Connor cursed silently. What the hell had he been thinking, using that word around her?

He had his parents to thank for making Jenna hate the word when she’d overheard them call her crazy during the arguments that always followed his sister’s first few sessions with her therapist. No teenager should ever hear a parent use that word to describe them, but Jenna had, and it changed everything.

And then Connor had used it, too, at the worst possible time—in the worst possible way. His sister had been reaching out for help, desperate enough to fly halfway across the country on a whim, and he’d thrown that awful word right in her face. He wondered if she’d answer her phone if he tried her number. Considering he’d called her twenty times already and gotten nothing, the possibility seemed slight.

Maybe he should call in a favor with a few TSA agents he knew at the airport to find out whether she’d already left Dallas. If she hadn’t, he’d drive around to all the hotels and motels near his apartment and see if she’d checked into one of those.

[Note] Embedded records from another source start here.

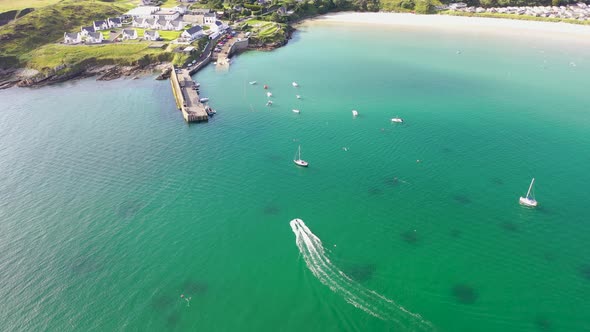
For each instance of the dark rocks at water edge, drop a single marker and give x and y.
(103, 73)
(465, 294)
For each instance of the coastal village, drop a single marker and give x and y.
(151, 23)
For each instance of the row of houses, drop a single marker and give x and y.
(77, 38)
(158, 24)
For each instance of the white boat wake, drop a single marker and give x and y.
(319, 264)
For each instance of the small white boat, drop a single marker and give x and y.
(529, 199)
(298, 161)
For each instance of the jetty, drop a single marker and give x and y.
(187, 96)
(186, 91)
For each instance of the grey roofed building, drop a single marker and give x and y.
(114, 20)
(177, 24)
(194, 29)
(95, 35)
(162, 22)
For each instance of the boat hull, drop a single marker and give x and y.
(527, 202)
(301, 163)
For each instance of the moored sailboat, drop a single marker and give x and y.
(298, 161)
(529, 199)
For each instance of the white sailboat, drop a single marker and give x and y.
(529, 199)
(297, 159)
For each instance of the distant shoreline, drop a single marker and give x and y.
(459, 23)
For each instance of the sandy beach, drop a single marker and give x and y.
(462, 23)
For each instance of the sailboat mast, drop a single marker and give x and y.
(530, 187)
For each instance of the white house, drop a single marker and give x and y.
(193, 33)
(100, 25)
(94, 38)
(86, 30)
(209, 18)
(138, 22)
(167, 15)
(114, 22)
(218, 26)
(180, 9)
(150, 23)
(177, 25)
(162, 24)
(129, 34)
(151, 35)
(72, 38)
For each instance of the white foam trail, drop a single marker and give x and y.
(375, 304)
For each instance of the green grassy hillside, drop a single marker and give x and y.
(48, 24)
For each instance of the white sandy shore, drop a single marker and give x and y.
(468, 24)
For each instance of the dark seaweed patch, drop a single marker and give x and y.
(129, 209)
(375, 191)
(462, 199)
(192, 287)
(360, 272)
(84, 265)
(456, 233)
(585, 271)
(271, 209)
(497, 181)
(509, 226)
(172, 319)
(410, 236)
(543, 323)
(392, 181)
(464, 294)
(162, 302)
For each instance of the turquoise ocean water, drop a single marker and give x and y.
(111, 207)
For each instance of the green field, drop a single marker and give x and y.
(6, 5)
(47, 25)
(52, 55)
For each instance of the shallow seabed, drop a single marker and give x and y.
(111, 207)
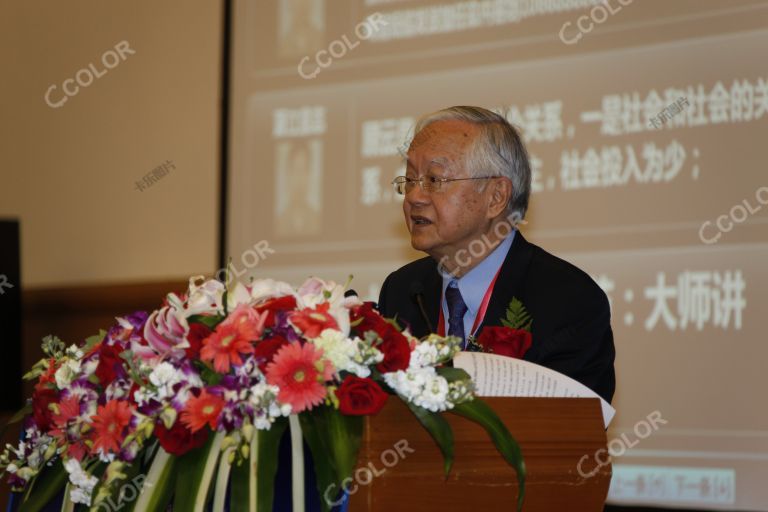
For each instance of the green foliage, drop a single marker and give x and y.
(517, 317)
(440, 430)
(210, 321)
(481, 413)
(334, 440)
(48, 483)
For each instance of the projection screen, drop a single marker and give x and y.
(645, 121)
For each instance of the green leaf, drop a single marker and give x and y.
(268, 446)
(210, 321)
(481, 413)
(252, 481)
(48, 483)
(92, 341)
(210, 376)
(452, 374)
(440, 430)
(222, 479)
(334, 440)
(195, 473)
(517, 316)
(157, 489)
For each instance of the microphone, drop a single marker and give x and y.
(417, 294)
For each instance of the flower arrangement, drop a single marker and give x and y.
(195, 396)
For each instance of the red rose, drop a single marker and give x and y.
(265, 350)
(40, 411)
(274, 306)
(365, 318)
(505, 341)
(179, 439)
(197, 333)
(110, 364)
(396, 350)
(360, 397)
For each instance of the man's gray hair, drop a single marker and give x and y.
(497, 151)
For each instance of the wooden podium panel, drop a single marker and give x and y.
(405, 467)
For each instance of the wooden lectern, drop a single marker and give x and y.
(555, 434)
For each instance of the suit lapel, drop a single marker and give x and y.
(510, 281)
(433, 289)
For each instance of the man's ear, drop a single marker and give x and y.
(501, 195)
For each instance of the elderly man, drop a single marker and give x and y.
(467, 182)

It would take forever and would also torpedo his original plans of spending the entire day chilling with Kat, but what else could he do?

“Kat, could you stay a minute?” Davina’s voice intruded on his thoughts, making him realize the woman hadn’t disconnected from the call. “There’s something else I want to talk to you about.”

Everyone else had already moved into the bullpen, but Gage turned back at Davina’s words. “Take all the time you need. We’ll be over in the training room if you need us.”

Davina glanced at Connor, then looked at Kat. “I thought maybe we could talk in private?”

“It’s okay. Anything you have to say to me, you can say in front of Connor,” Kat said without a moment’s hesitation.

He breathed a sigh of relief. His gut told him Davina had something serious to say, and he was hoping it had something to do with breaking the binding spell Marko had put on Kat. He’d prefer to be in on that conversation.

Davina glanced at him again, then nodded before turning her attention to Kat. “I think you should seriously consider leaving Dallas.”

Connor was pretty sure his jaw hit the floor. Because of all the things he’d been prepared for Davina to say, this definitely wasn’t one of them. Beside him, Kat looked as stunned as he was.

“Are you saying Kat is in danger if she stays in Dallas?” he asked.

The expression on Davina’s face seemed to suggest she thought Connor was an idiot. “Did you miss the part where Marko turned her into a cat for the express purpose of enslaving her as his familiar? Of course she’s in danger. But in this particular case, it’s not only Kat I’m worried about.”

“What do you mean?” Kat asked.

“Remember what I said about Marko needing some way to regulate the raw power that exists within the ley lines?” Davina asked. “Well, I didn’t want to talk about this in front of the others, but I’m almost certain he already has a way to regulate the power in those lines—you. Worse, I think he’s had you in mind from the very beginning. In fact, it’s probably the reason he attacked your particular coven in the first place. And how you were able to get away from him.”

Connor tried to work his way through all of that but ultimately decided he simply didn’t have the background in magic to understand any of this.